Under the terms of the settlement approved Thursday, Karmanos would continue to integrate its operations into Flint-based McLaren. DMC will work with McLaren and Karmanos to expand cancer operations in Southeast Michigan at DMC health sites, said a joint statement from the three health organizations.
Officials declined interview requests with Crain's. The companies said they have agreed that specific details of the settlement would remain confidential.
Karmanos also will continue to provide cancer services at DMC's Harper-Hutzel University Hospital and remain on the DMC campus. The agreement also settles all other issues between the parties, the statement said.
“The DMC is pleased to work closely with McLaren and Karmanos to deliver exceptional cancer care at our main campus in Detroit in concert with our other outstanding specialties,” DMC CEO Joe Mullany said in a statement.
“Advancing the future of healthcare requires strong partnerships and we believe our new agreement will greatly enhance the cancer treatment services offered to our community."
In a statement, McLaren CEO Phil Incarnati said: “This agreement creates a very positive and ongoing relationship involving the DMC, McLaren and Karmanos Cancer Center for the delivery of specialized cancer care that will improve the health of patients in downtown Detroit and across the state of Michigan.”
On Oct. 30, 2013, the boards of McLaren and Karmanos entered into an affiliation agreement in which Karmanos joined 11-hospital McLaren. That same day, McLaren filed a preemptive lawsuit against DMC in which it asked the court to declare DMC's 2005 affiliation agreement with Karmanos to be an “unreasonable restrictive covenant” that violates Michigan's antitrust laws. DMC then filed its own lawsuit, charging McLaren with breach of contract and “tortious interference” with the prior contractual agreement it had with Karmanos.
In 2005, when DMC was struggling financially, it sold its cancer business to Karmanos for what officials have told Crain's was the below-market price of $9.9 million.
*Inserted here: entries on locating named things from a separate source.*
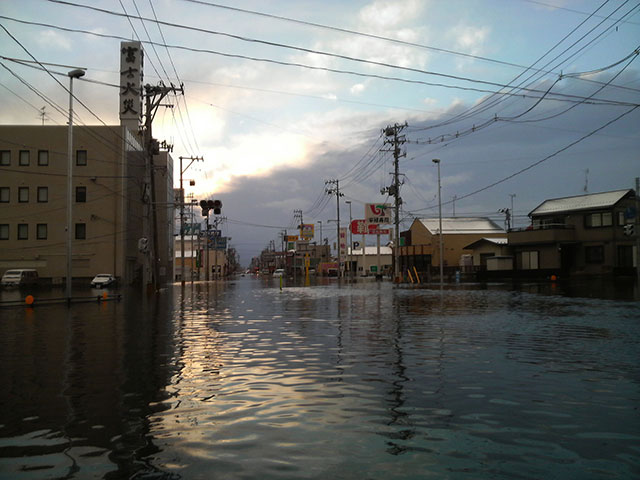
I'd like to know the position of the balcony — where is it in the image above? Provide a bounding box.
[507,223,576,245]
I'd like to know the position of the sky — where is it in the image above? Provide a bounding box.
[0,0,640,265]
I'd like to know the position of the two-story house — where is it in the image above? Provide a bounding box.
[507,189,637,275]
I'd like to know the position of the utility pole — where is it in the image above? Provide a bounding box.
[382,122,407,282]
[143,84,184,291]
[179,157,204,285]
[324,179,344,278]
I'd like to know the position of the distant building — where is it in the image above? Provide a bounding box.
[399,217,506,276]
[507,189,637,275]
[345,245,393,276]
[0,125,173,284]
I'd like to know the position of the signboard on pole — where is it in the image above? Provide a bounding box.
[338,227,348,257]
[351,220,389,235]
[120,42,143,132]
[364,203,391,225]
[300,223,315,240]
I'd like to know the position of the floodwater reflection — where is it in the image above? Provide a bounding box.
[0,277,640,479]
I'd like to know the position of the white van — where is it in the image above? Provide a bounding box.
[0,268,38,287]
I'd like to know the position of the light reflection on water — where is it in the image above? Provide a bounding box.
[0,277,640,479]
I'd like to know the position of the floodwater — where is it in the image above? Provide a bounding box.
[0,277,640,480]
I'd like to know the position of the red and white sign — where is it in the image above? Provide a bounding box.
[351,220,389,235]
[364,203,391,225]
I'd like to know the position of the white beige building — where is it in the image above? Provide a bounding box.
[0,125,173,284]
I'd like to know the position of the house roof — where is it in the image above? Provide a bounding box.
[464,238,508,250]
[417,217,505,235]
[529,189,633,216]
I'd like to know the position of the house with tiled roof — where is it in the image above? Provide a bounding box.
[399,217,507,274]
[507,189,637,275]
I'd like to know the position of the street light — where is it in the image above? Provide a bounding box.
[431,158,444,286]
[344,200,353,278]
[67,69,84,304]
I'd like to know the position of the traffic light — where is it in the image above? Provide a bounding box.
[623,223,635,237]
[200,200,209,217]
[200,200,222,217]
[138,237,149,253]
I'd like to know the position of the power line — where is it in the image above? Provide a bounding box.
[28,0,628,104]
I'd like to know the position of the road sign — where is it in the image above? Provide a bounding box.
[351,220,389,235]
[364,203,391,225]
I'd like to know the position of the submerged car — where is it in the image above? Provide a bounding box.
[91,273,116,288]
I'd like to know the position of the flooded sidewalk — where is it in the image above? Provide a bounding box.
[0,276,640,479]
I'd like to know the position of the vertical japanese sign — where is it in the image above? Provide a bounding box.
[119,42,143,132]
[364,203,391,225]
[338,227,347,258]
[300,223,315,240]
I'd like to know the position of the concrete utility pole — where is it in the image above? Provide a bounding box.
[324,179,344,278]
[631,177,640,291]
[432,158,444,286]
[179,157,204,285]
[382,122,407,282]
[142,84,184,291]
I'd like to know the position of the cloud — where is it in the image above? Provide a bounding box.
[36,30,72,51]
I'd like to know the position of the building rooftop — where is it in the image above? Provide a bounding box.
[529,189,633,216]
[464,238,508,250]
[419,217,505,235]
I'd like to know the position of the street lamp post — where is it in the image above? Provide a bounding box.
[66,69,84,303]
[344,200,353,279]
[432,158,444,285]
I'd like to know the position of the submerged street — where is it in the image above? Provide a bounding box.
[0,276,640,480]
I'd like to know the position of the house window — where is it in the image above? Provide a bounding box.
[36,223,47,240]
[18,150,29,167]
[584,212,613,228]
[76,150,87,167]
[522,250,540,270]
[18,187,29,203]
[76,223,87,240]
[38,187,49,203]
[76,187,87,203]
[18,223,29,240]
[38,150,49,167]
[584,245,604,263]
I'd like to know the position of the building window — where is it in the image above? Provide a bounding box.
[18,187,29,203]
[36,223,47,240]
[38,150,49,167]
[584,245,604,263]
[76,223,87,240]
[76,150,87,167]
[522,250,540,270]
[584,212,613,228]
[76,187,87,203]
[18,150,29,167]
[38,187,49,203]
[18,223,29,240]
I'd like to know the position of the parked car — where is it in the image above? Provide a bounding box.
[91,273,116,288]
[0,268,38,287]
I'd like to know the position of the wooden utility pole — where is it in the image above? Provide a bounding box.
[142,84,184,291]
[382,122,407,282]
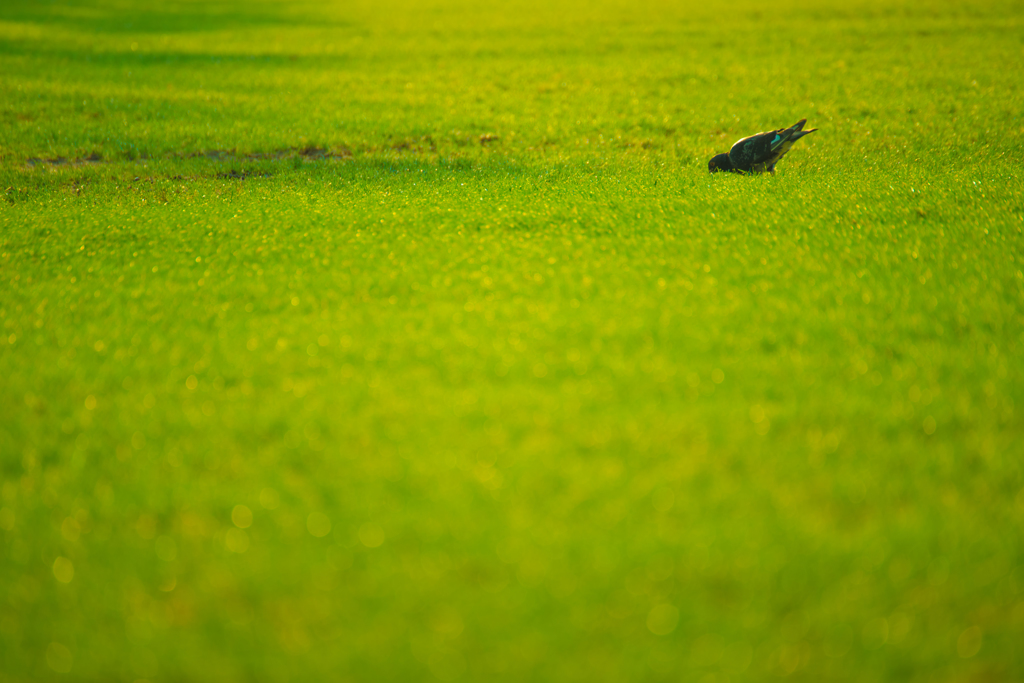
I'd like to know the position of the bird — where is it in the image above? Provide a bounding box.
[708,119,817,175]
DMC officials said the contract included an exclusive affiliation into perpetuity, a point that McLaren said was unfair and violated state antitrust rules. Karmanos had offered a no-strings $45 million deal for the DMC cancer operations, DMC said.
After more than 18 months of court-supervised negotiations, health system officials said earlier this year that the two organizations could not agree on at least two key points. Unresolved points were: how Karmanos' name could be use outside of Wayne County and how much Karmanos would pay to DMC for support services. Karmanos is based on the DMC campus in downtown Detroit.
Judge Wendy Potts of Oakland County Circuit Court approved the settlement Thursday, according to court documents. Terms of the settlement were not publicly available. Officials declined to provide a copy of the settlement agreement.